The applicant must demonstrate sustained national or international acclaim and that his/her achievements have been recognized in the field of expertise. A labor certification is not required for this category.

On Investors
Non-Immigrant Visa Categories
E-1, Treaty Trader: A Treaty Trader is an alien who enters the United States in pursuance of the provisions of a Treaty of Commerce and Navigation between the United States and the foreign country of which he is a national. The individual must be coming to the United States to conduct trade between the United States and the individual's country of nationality. The initial period of admission is one year, and extensions of stay are possible upon filing an annual report with respect to the trade. While there is no requirement of an overseas domicile, the alien must intend to return to his home abraod once the purpuse of his admission has been accomplished.

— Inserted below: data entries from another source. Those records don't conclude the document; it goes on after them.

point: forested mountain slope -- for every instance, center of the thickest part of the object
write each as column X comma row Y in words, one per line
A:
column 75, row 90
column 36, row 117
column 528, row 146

E-2, Treaty Investor: An alien who enters pursuant to the provisions of a Treaty of Commerce and Navigation between the United States and the foreign country of which he is a national coming solely to develop and direct the operations of an enterprise in which he has invested, or in which he is activley in the process of investing, a substantial amount of capital. The initial period of admission is one year with extensions available. High officials of firms which have made a substantial investment may also qualify.

Immigrant Visa Categories
Immigrant Investor: A person who invests a minimum of $ 1 million in a new or wxisting business, may qualify for this category. In some instances, a $ 500,000 investment may qualify.

The investment must also create jobs for 10 U.S. workers. The visa is issued for two years on a conditional basis. A subsequent petition must be filed after two years to demonstrate that the investment is ongoing. Both the investor and his immediate family members will receive the immigrant visa.